Centuries of farming life are captured in this picture. It was the work of a largely unsung man who has left us a great legacy. In the Museum of Lakeland Life in Kendal are over four and half thousand glass negative photographs, the work of one man, Joseph Hardman. He dedicated himself to recording the life of the people of Lakeland in the decades just before and after the Second World War at a time when the old ways in the fields were rapidly disappearing.
He earned his own living as a window-cleaner. There is a picture of him leaning on his tradesman's barrow outside a house in Kendal. The barrow, with its cartwheels and wooden legs, carries a heavy wooden ladder, its two sections equipped to be manipulated by a rope mechanism. It carries the legend: "Kendal Window Cleaning and Carpet Beating Company. William Hardman, Proprietor". A galvanised bucket hangs from the rear of the cart and Joseph Hardman himself, in his white overall beneath his jacket, leans against the ladder. He is a big, strong-looking man with a weather beaten face. His hair is parted down the middle and his eyes seem to be sharply scrutinizing the photographer. He is a man more accustomed to be on the other side of the camera.

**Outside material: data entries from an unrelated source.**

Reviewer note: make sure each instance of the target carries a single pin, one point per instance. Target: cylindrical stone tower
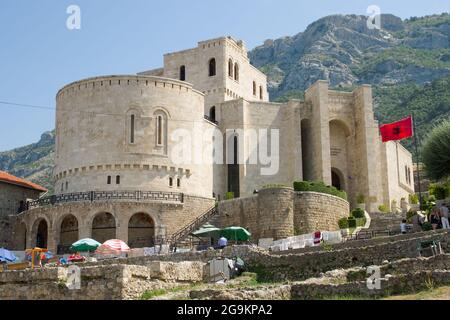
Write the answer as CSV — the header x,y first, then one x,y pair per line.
x,y
115,133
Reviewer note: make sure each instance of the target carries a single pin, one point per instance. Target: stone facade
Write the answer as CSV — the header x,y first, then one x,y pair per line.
x,y
281,212
66,223
13,198
153,132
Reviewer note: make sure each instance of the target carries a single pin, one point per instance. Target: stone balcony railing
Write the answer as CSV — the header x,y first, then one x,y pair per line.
x,y
92,196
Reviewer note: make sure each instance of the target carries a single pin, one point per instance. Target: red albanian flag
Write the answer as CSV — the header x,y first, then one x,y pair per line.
x,y
400,130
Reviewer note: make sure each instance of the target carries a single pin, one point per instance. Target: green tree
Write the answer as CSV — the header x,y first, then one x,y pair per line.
x,y
436,152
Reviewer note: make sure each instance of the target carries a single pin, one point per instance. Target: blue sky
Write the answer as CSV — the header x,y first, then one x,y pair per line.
x,y
39,55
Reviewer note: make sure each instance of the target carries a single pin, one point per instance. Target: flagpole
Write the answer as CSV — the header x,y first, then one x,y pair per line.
x,y
417,160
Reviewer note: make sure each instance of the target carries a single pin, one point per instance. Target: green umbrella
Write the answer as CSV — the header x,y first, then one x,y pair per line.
x,y
236,233
207,231
85,245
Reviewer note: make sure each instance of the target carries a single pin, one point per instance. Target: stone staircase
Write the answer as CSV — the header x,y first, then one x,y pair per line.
x,y
385,221
182,235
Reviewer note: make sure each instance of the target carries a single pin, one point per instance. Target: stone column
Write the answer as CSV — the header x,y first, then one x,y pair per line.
x,y
122,230
317,94
276,213
368,163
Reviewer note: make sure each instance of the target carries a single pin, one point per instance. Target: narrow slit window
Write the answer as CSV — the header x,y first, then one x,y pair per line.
x,y
160,131
183,73
212,67
132,125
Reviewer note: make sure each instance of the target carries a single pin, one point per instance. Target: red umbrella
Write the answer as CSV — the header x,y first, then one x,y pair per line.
x,y
114,246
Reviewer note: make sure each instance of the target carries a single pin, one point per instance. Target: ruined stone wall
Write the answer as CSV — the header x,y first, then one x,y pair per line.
x,y
11,197
281,212
317,211
106,282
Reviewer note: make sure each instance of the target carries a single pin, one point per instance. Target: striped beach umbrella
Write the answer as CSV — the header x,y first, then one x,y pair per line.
x,y
114,246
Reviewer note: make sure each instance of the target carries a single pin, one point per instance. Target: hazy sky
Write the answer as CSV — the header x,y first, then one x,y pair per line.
x,y
39,55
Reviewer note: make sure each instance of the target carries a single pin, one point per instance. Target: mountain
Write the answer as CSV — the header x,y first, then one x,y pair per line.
x,y
33,162
407,62
343,50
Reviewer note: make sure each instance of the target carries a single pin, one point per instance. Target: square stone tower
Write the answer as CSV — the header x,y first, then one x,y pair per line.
x,y
221,69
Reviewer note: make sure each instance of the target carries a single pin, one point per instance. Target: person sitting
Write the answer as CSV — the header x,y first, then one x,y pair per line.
x,y
404,227
223,242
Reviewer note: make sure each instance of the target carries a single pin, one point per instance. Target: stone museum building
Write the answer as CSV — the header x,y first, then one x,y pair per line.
x,y
115,176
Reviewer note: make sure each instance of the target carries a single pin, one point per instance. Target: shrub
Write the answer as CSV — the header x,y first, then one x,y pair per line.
x,y
274,186
361,222
440,191
319,187
343,223
427,226
360,199
351,222
435,151
414,199
410,215
358,213
229,195
383,208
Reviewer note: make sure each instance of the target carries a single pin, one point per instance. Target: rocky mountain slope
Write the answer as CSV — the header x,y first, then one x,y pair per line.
x,y
343,50
33,162
407,62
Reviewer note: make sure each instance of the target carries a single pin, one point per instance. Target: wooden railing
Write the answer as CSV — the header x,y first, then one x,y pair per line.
x,y
92,196
193,226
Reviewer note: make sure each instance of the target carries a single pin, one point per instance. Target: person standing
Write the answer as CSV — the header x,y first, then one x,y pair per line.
x,y
434,219
444,217
223,242
404,227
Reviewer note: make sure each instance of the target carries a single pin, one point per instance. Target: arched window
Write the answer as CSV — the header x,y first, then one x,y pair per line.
x,y
212,114
230,68
159,131
132,124
212,67
183,73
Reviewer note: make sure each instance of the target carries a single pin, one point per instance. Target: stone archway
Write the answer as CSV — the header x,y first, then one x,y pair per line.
x,y
341,154
141,231
68,232
307,150
20,237
104,227
337,179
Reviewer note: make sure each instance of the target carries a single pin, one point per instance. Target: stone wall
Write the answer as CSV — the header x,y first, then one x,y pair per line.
x,y
106,282
281,212
167,218
11,197
317,211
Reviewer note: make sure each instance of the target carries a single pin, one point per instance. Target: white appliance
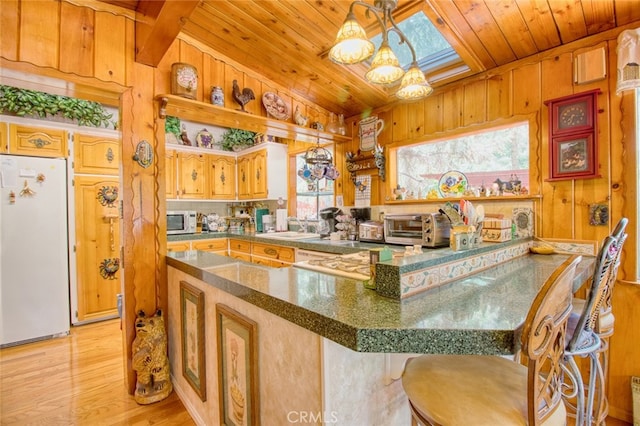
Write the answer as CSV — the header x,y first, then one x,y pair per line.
x,y
34,256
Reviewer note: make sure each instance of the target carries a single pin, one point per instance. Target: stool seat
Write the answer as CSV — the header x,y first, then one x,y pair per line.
x,y
488,391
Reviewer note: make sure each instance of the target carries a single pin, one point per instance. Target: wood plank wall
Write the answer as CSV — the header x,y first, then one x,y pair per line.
x,y
520,90
35,36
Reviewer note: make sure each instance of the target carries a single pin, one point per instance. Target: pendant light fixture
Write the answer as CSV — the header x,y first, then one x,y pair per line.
x,y
352,46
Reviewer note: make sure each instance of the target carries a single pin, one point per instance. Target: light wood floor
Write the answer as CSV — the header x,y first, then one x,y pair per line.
x,y
76,380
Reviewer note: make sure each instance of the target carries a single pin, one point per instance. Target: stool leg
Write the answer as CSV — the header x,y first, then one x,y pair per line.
x,y
575,389
596,390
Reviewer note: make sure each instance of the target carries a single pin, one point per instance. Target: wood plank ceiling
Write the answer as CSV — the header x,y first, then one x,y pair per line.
x,y
287,40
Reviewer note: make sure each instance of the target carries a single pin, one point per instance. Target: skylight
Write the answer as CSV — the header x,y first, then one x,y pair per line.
x,y
432,50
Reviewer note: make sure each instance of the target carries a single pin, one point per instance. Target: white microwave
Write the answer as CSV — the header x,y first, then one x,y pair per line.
x,y
181,222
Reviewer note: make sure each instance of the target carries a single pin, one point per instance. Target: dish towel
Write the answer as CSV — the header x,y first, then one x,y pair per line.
x,y
363,191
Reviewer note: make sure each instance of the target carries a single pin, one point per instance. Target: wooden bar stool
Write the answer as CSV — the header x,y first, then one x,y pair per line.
x,y
583,341
490,390
598,316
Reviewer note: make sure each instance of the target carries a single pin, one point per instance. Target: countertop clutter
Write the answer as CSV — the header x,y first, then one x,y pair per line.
x,y
476,314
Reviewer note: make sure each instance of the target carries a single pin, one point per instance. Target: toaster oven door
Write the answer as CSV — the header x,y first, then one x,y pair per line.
x,y
403,229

And he was as much as work and finance allowed. He might travel two hundred miles a week by taxi as he began to earn some money from his photographs.
He recorded the changing rural scene. There's Joe Weir bringing his hounds to the Mardale Hunt. There's Jimmy 'Whiskers' Inman - and he is most wonderfully, gloriously whiskery - threshing the corn with a flail in a barn at Draw Well in the Lyth Valley. And there's Mr Moore at Outerthwaite Farm, Flookburgh, striding across the ploughed field sowing oats with a seed fiddle. That picture was taken on 21st March, 1961. The details of these photographs, and most of the other fifty thousand which Joseph took, were recorded meticulously by his wife, Edith, a childhood friend from his early days in Radcliffe, Manchester.
Near Levens the white gulls feed in the furrow as a man, bent-backed, follows the plough pulled by two plodding horses. In the heart of the Lakeland fells, a man leads a horse pulling a wagon brimming with hay. At Hodge Hill Hall the mounted huntsmen enjoy a stirrup cup as the eager hounds await the day's hunting. Tommy, the horse, waits patiently in the shafts of his cart on the sands of Morecambe Bay as Robert and Elizabeth Ellen Wilson from Bolton-le-Sands stoop to gather cockles in the wet sand.
And, on a snowy Shap summit, heavy lorries and cars make their slow way north.
These are wonderful pictures. Tom Sarginson, one of Joseph's newspaper editors wrote: "With his camera he has mirrored the life of Lakeland, its places and its people in the minds of thousands who have never seen it."
Anne Bonney has assembled a fine portrait of a man who deserves far greater recognition.